Впервые увидев перед отлётом в Маньчжурию майора, Нефёдов даже не поверил, что это тот самый «волкодавистый мужик», о котором ему говорил Василий Сталин. Не обладая ни представительной внешностью, ни зычным голосом, он делал карьеру с помощью одной безжалостной свирепости. В любой сложной ситуации этот мужичок с узкими мальчишескими плечами и впалой грудью размером с хороший крестьянский кулак использовал имя Василия Сталина, точно так же, как разбойник с большой дороги нагоняет страх на путников размахивая кистенём. Когда ему требовалось во что бы то ни стало выполнить приказ руководства Игнат Петрович забывал нормальный язык, переходя на пороховую смесь отборных матерных выражений и угроз. Ему ничего не стоило, впившись в человека ненавидящим взглядом, прошипеть: «Да ты, сука, б… такая, враг народа!». У этого пьяницы и сволочи не было ничего святого. У некоторых народах о таких говорят: «Он станет есть землянику на могиле своей матери». Борис быстро понял, что Бурда заслан в его группу «толкачом»: с первого дня особист начал угрожать лётчикам, что если они быстро не сумеют выполнить приказ Василия Сталина, то в лучшем случае сгниют в колымском лагере.
Борис хорошо знал ещё по штрафной эскадрилье, что если сразу не показать особисту характер, он будет вмешиваться во всё.
– Занимайтесь своим делом и не лезте в чужую епархию! – нарочно позлее рыкнул Нефёдов. – Или я сообщу командующему, что вы мешаете мне выполнять его поручение. Не знаю, что вам сказал доктор Павловский, но в санчасти авиакорпуса у Сироткина не нашли никаких проблем со здоровьем после катапультирования.
Твёрдые скулы мужичка напряглись, линия тонкого рта стала ещё жёстче. Но Борис спокойно смотрел в побелевшие от ярости глаза, пока они растерянно не забегали, а на губах не появилась угодливая улыбка. Майор улыбался неприятно, словно из бронированной щели дота.
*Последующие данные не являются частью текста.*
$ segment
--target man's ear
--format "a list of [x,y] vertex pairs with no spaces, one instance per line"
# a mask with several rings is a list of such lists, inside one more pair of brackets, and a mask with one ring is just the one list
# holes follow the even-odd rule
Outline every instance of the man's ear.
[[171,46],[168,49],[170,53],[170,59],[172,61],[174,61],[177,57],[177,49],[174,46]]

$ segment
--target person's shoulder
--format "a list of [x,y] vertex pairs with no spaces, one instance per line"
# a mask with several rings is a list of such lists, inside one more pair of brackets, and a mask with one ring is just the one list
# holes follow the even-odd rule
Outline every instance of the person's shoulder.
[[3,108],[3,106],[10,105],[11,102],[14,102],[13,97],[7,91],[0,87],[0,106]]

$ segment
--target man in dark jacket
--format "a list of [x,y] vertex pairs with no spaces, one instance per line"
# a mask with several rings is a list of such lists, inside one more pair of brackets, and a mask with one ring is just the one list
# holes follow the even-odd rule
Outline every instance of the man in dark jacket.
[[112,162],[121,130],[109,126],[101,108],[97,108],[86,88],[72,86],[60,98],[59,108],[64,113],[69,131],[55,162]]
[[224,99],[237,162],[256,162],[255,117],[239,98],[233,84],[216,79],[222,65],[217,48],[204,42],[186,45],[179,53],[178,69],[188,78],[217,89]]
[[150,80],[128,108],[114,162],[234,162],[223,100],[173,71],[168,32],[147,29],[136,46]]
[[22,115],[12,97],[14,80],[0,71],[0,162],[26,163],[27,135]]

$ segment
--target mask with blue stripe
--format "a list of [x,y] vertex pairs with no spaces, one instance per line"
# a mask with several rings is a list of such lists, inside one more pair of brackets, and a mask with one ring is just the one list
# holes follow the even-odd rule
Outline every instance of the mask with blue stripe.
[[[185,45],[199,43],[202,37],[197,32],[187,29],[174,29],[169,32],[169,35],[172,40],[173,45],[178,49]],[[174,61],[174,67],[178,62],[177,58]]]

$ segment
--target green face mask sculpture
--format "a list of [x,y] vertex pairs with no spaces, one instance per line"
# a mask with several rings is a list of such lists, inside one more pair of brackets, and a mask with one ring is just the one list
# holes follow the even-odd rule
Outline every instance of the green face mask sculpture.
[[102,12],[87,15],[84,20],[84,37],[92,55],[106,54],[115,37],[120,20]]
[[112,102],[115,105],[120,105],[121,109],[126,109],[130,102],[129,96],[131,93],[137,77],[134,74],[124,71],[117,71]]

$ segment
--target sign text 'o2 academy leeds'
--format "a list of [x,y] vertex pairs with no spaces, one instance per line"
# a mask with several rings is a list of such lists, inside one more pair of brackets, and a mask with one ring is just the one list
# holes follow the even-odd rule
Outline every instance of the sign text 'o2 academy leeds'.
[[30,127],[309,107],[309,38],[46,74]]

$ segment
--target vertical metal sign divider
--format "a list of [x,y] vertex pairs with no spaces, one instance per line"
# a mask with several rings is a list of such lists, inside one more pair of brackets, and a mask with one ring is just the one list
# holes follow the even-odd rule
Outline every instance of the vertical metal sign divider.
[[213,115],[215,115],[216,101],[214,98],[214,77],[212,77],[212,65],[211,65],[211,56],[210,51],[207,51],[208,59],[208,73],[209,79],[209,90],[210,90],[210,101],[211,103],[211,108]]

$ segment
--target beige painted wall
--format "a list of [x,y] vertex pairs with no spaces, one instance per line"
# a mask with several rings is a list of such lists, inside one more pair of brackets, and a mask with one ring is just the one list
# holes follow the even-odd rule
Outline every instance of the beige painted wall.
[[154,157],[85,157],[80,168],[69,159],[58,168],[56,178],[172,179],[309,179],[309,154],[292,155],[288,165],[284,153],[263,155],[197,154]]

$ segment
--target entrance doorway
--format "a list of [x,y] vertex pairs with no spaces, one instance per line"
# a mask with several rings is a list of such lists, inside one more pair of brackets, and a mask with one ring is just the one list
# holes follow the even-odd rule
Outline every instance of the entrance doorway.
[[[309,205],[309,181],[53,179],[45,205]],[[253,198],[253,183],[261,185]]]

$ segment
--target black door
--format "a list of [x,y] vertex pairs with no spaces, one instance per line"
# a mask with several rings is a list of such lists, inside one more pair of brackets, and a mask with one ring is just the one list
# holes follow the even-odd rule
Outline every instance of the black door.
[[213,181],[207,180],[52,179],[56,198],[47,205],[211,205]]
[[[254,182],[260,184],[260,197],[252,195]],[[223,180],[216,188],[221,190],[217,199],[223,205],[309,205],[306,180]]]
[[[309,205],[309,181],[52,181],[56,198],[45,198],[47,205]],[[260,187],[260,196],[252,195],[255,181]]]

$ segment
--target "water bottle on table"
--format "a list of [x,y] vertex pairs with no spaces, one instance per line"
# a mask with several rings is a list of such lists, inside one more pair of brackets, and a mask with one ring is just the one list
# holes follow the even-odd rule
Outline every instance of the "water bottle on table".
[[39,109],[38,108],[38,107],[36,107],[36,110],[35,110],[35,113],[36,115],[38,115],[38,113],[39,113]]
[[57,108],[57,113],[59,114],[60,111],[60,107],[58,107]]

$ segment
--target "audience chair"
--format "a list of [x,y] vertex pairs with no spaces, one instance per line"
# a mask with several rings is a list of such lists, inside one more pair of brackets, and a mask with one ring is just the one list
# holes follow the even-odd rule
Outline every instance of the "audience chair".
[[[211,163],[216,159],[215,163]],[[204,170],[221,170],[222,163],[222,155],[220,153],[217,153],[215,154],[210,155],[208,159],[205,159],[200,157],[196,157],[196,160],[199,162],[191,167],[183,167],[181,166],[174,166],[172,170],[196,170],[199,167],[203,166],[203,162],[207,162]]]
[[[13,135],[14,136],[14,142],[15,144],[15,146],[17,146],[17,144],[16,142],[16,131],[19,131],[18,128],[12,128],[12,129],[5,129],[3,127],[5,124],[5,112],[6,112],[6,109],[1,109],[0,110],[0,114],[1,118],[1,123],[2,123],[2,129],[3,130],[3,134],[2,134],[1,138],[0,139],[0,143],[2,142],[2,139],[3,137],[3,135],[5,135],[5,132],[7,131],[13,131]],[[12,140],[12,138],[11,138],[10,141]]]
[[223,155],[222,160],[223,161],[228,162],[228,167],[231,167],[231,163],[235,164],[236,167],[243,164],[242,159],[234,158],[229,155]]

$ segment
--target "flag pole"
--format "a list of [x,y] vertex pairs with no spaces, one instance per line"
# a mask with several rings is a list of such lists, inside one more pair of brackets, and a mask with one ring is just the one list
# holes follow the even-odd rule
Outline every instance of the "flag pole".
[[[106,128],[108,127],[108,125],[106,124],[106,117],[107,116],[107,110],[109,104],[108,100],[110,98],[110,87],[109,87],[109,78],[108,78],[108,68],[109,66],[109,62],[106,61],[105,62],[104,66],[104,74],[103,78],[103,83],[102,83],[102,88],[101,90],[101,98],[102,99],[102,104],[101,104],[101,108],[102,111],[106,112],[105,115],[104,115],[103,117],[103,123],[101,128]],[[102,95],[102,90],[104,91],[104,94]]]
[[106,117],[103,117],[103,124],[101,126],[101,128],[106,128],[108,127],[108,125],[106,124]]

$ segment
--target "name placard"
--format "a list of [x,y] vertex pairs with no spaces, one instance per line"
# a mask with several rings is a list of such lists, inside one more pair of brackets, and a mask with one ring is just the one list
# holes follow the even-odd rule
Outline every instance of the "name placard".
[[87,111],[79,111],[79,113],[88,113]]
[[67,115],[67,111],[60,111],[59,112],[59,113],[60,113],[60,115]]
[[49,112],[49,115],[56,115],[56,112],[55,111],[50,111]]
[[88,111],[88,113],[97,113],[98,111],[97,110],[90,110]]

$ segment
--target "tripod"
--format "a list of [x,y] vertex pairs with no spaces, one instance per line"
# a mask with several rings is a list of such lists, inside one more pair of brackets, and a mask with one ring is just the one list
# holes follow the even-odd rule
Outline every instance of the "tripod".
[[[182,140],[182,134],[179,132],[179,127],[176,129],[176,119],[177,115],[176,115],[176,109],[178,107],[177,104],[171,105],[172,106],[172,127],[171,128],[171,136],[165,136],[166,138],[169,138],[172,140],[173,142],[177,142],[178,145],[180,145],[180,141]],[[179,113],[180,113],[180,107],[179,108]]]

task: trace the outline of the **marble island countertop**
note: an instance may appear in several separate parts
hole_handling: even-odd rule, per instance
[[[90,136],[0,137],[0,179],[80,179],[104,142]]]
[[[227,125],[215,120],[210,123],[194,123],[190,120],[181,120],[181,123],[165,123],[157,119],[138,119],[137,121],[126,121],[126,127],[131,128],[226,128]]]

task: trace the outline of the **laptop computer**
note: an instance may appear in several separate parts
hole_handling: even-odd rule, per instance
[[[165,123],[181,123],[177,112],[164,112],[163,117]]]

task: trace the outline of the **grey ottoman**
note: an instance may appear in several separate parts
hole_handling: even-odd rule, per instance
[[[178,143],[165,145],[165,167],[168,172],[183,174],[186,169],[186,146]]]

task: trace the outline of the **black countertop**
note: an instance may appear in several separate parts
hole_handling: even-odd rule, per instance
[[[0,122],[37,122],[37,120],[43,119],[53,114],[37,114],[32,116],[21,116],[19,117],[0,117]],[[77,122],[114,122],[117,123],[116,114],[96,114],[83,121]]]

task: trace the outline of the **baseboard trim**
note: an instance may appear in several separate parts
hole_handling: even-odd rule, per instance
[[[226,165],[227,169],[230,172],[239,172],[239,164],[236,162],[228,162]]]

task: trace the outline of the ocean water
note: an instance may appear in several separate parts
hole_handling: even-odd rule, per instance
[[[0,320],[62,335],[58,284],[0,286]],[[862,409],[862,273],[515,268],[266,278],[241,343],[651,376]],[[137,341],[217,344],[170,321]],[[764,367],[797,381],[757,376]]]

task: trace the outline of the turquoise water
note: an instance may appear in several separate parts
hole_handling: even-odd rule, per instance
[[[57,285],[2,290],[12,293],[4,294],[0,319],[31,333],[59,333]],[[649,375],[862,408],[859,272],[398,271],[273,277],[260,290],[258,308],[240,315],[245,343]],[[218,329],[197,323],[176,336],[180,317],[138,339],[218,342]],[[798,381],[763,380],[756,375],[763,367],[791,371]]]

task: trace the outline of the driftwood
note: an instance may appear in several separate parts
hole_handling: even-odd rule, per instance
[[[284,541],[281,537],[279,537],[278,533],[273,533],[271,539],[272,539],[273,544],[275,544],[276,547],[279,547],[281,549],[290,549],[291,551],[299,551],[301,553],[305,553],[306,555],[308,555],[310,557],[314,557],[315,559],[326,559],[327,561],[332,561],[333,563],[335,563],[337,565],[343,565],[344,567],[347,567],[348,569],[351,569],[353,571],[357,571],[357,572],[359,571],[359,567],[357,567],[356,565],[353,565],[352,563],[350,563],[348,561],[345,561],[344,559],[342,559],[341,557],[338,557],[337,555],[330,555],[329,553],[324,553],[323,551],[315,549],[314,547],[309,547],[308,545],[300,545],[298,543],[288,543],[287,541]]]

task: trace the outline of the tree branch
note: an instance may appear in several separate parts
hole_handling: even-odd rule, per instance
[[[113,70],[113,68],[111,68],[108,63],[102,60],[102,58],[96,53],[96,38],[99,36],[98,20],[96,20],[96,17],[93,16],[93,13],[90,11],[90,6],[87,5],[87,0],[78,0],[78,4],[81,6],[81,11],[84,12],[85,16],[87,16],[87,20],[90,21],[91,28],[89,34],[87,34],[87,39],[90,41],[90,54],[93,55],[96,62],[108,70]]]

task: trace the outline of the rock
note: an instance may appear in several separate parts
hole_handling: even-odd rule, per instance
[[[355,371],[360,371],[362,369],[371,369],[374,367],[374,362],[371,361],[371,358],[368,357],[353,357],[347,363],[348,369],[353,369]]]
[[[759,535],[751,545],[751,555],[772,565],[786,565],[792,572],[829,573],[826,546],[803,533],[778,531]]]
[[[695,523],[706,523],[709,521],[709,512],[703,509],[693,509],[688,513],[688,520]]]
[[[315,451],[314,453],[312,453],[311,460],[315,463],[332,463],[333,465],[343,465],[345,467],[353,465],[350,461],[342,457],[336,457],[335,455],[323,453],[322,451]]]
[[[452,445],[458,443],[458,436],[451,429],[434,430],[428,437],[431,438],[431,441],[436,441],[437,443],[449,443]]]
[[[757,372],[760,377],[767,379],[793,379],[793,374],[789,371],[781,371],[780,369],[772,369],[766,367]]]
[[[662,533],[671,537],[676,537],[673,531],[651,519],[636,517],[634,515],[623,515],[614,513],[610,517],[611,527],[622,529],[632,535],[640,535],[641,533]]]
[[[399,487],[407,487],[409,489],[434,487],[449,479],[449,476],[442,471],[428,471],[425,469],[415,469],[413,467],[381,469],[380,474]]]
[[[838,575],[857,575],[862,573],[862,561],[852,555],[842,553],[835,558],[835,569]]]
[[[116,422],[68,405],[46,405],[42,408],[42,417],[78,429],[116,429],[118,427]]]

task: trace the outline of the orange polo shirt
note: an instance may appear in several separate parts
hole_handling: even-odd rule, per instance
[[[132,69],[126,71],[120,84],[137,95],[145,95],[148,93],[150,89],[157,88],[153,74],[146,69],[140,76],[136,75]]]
– Но кто-то же должен ответить за потерю самолёта? – идя на попятную, уже более миролюбиво поинтересовался особист. – Я ведь для вас стараюсь. Вы командир, с вас за всё спросят. Зачем нам неприятности в самом начале работы. В следующий раз ведь могут самолёты и не дать.
Самолёты группе действительно приходилось одалживать у частей, которые постоянно базировались здесь в Маньчжурии. Но в то, что местные командиры, якобы, могут им в чём-то отказать, Нефёдов не очень-то верил. Во-первых, из-за присущей новым реактивным истребителям внезапной «валёжки» постоянно гибли даже опытные заслуженные лётчики, что уж говорить о молодом лейтенантике. Это знали все.
А во-вторых, пусть только кто-нибудь из командиров посмеет сказать Борису «нет». Сам же Бурда нагонит на «зажавшего» технику жмота такого страху, что бедняга неделю будет бегать в сортир из-за развившейся «медвежьей болезни».
Тем не менее, главный вывод из случившегося с «Сынком» происшествия Борис для себя сделал. Стало ясно: необходимо учить людей не бояться «валёжки» и справляться с подобными внештатными ситуациями. Но для этого требовалось перешагнуть через очередной запрет, которыми армейская бюрократию буквально вязала лётчиков по рукам и ногам, лишая их инициативы. Из-за угрозы внезапного попадания в штопор командование ВВС выпустило специальную директиву, вводящую ограничение на использование скоростных и маневренных возможностей истребителя МиГ-15.
Борис считал эту инструкцию очередным порождением ограниченных кабинетных стратегов. Автора этого перла стоило посадить в самолёт, да отправить на войну, чтобы он сам попробовал с оглядкой на свою инструкцию посоревноваться с американцами в скорости и вёрткости. «Сейбры» последних модификаций были уже далеко не те, что в начале 1951 года. Новые американские машины не то, что не уступали МиГам, но во многом даже превосходили их. На «Сейбрах» появилось очень прочное механизированное крыло с предкрылками, плюс огромные воздушные тормоза, чего на МиГах не было. Скорей всего именно недостаточная жёсткость крыла МиГа и была причиной «валёжки». Но эту «болезнь» наши конструкторы до сих пор не могли вылечить.